We started with some Tai Chi exercises to stretch ourselves a little. “We’re going to be sitting for a long time,” said the instructor. I’m not sure about everyone else, but I ended up flapping my arms about and should have just stretched for real. That would have saved my shoulders.
The truth is, you could do this anywhere, and once you get confident, you’ll have this little island of relaxation always with you.
I noticed two things. It’s much easier to meditate than you think. And, time will really fly. I thought we were only there for half an hour, but it had really been an hour.
To get you started, you need to hear someone guiding you. Luckily, there are plenty of YouTube clips of meditation classes. The reason for this is the NLP and mild hypnosis element of what they say and how they say it. You can’t help but be lead into finding a deep meditative / trance-like state. Some people think that trances are something bad, instead it’s just your mind in a neutral and suggestible state – like watching TV, listening to a talk, or driving.
That’s right, you’ve been in and out of trances all day, and you’re not far from meditating.
Once you get used to how your real, or virtual instructor guides you into a state of meditation, you will be able to do it on your own. Fun, huh?
So, I can’t get you into a meditative state. But, I can talk about the experience.
I think one of the most important elements of meditating is that you accept everything that happens, but then allow that event to fade away. Interruptions and sounds become part of the experience, but then you take control of it and allow it to disappear.
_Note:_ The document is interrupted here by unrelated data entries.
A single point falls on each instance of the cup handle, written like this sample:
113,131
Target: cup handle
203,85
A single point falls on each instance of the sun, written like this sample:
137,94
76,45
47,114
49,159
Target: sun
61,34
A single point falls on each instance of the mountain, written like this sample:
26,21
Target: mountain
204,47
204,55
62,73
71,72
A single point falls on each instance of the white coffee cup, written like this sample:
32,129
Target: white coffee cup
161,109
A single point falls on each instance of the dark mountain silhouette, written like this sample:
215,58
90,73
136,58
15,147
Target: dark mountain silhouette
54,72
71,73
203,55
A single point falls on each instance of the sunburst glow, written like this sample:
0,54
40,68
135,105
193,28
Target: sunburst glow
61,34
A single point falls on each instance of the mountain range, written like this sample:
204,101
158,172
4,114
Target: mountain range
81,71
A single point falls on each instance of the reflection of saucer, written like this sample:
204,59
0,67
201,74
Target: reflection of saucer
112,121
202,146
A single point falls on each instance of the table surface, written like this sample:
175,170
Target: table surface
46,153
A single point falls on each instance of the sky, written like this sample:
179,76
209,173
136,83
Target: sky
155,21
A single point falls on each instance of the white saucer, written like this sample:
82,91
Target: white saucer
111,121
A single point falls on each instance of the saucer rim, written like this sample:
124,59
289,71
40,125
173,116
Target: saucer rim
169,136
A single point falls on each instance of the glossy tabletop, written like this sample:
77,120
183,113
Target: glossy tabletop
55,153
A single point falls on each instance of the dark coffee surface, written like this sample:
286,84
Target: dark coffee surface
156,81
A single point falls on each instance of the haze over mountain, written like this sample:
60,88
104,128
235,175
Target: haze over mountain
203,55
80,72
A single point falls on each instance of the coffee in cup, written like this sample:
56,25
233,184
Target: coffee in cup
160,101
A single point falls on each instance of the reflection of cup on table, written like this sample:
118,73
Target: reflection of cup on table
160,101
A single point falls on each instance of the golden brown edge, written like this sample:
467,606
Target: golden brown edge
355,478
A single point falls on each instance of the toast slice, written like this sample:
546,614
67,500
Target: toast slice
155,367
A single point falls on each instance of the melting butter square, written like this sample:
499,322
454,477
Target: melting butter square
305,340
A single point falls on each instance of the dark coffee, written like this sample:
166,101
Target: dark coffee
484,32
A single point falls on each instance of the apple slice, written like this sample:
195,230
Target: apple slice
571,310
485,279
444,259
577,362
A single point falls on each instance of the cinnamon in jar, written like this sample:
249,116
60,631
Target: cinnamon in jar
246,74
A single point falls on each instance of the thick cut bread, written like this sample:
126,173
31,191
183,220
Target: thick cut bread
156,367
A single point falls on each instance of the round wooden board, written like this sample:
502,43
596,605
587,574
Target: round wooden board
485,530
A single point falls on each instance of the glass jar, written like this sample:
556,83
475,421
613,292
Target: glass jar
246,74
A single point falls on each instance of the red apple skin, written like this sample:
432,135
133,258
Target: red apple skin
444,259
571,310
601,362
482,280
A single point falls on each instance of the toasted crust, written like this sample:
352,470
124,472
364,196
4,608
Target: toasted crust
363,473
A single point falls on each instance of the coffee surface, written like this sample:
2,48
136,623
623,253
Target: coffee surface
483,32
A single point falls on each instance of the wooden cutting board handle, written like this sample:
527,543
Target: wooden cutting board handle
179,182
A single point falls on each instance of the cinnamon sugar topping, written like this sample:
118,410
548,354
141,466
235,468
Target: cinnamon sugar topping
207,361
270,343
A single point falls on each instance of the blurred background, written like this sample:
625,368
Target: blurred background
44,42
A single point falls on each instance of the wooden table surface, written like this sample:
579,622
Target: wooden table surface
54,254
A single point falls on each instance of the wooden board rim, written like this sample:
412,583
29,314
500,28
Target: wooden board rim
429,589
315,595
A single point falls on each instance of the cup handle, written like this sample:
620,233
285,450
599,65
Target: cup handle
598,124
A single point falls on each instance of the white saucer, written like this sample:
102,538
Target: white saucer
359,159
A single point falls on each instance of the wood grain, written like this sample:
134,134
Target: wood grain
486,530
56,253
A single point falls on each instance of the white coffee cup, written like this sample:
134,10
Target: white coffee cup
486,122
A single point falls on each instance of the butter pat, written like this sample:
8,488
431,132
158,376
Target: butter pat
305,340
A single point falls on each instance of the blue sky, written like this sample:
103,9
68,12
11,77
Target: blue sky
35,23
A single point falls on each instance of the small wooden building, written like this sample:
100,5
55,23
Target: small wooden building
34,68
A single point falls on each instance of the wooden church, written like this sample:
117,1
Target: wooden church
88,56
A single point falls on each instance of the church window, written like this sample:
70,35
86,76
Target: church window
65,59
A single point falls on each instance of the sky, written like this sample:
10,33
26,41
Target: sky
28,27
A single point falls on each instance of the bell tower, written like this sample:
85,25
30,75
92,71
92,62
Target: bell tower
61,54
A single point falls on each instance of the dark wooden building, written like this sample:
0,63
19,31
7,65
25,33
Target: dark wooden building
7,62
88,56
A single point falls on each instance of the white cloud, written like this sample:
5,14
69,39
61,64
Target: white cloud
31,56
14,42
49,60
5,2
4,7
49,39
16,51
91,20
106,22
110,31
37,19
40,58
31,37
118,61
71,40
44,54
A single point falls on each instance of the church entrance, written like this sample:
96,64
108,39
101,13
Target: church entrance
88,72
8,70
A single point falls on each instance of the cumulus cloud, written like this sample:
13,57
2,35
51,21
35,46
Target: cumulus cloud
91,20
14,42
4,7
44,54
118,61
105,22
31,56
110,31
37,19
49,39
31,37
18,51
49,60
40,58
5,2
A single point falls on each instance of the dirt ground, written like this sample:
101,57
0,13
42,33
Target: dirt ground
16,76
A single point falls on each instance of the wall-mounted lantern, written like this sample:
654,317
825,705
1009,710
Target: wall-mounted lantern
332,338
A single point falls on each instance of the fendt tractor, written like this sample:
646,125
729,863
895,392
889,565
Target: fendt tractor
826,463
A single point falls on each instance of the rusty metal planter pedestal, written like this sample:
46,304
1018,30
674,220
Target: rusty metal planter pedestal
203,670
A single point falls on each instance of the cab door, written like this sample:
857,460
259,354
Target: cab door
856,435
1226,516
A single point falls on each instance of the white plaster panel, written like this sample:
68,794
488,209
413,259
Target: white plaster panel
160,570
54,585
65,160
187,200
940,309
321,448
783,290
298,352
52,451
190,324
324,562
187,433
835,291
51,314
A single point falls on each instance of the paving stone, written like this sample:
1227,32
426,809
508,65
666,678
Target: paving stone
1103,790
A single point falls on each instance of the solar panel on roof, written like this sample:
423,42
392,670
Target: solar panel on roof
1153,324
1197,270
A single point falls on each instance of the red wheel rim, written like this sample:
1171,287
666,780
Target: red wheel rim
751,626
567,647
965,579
Your mind will want to continue to think of your challenges, circling and circling like it does all day. However, you now have a tool to silence them. You just refocus on your meditation exercises and you get to silence them.
After a few minutes, as the thoughts quieten, and you focus on the noises you can hear – maybe the hum of the air-con, the click as a part of the room settles, the tweet of a bird in the distance.
And then you find it. The silence. You won’t grasp it completely. It’s like a faint star that you can only really see if you don’t look directly at it. You’ll be able to touch it with the tip of your fingers.
But, it’s enough. In that moment, your body will be completely relaxed, numb, almost disconnected from you. Your mind will have accepted the moment, the circling thoughts will have ceased, and the underlying noise of the world will seem more like static, noise intermingled with the silence beyond.
The art of relaxing is to touch the silence.
To speed forwards, we first need to learn how to stop.